The rescue vessel had a capacity of 40, but the accusations
against Duff-Gordon detailed that he paid a colossal cash bribe
to the lifeboat crew to save his own life.
Duff-Gordon and his spouse faced questioning by Scotland Yard
detectives when they made it back to the UK, and their name
was shamed for the remainder of the baronet's life, according to the Express.
Although he admitted he did promise cash, he said it was not a bribe,
and a subsequent British Board of Trade inquiry agreed the cash was
a “charitable donation”.
The letter from Francatelli to fellow Lifeboat One survivor
New Yorker Abraham Lincoln Salomon - which appears
to defend Duff-Gordon, calling his treatment 'injurious' -
is being sold by Lion Heart Autographs on September 30.
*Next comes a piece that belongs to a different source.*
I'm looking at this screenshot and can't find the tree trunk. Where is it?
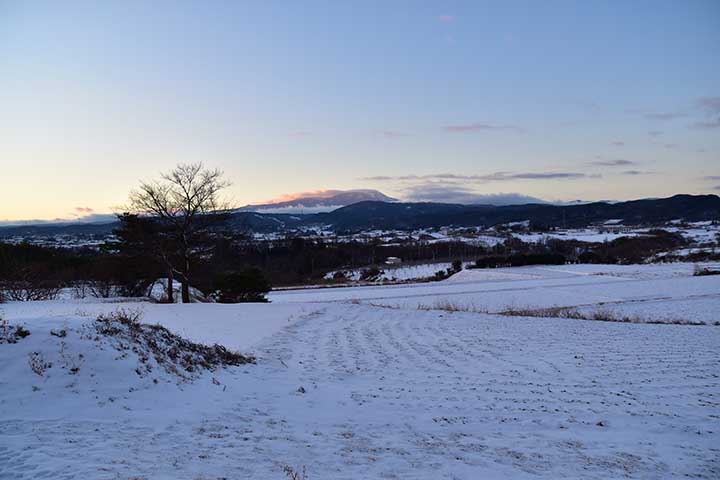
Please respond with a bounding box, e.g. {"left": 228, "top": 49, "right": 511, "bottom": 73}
{"left": 181, "top": 280, "right": 190, "bottom": 303}
{"left": 166, "top": 270, "right": 174, "bottom": 303}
The hand-written letter which covers three pages of Plaza Hotel
stationery is hoped to sell for at least £4,000 and includes
details such as: “We do hope you have now quite
recovered from the terrible experience.
"I am afraid our nerves are still bad, as we had such trouble
and anxiety added to our already awful experience by the
very unjust inquiry when we arrived in London.”
Francatelli was not questioned by police, and the letter
she sent has a postmark dated October 12, 1912, six
months after the cruise ship went down, and is addressed
to Salomon at 345 Broadway, New York.
Other lots on sale at the auction are a lunch menu for
first-class passengers saved by business tycoon Salomon
which is dated the day before the sinking, and a ticket from
the Titanic’s unusual weighing chair located in its opulent Turkish Baths.
The menu lists a feast including fillets of brill, veal and
ham pie, roast beef and Cumberland ham.
It is signed in pencil on the back by another first-class
passenger, Isaac Frauenthal, who is believed to have
dined with Salomon that day, and was rescued in Lifeboat Five.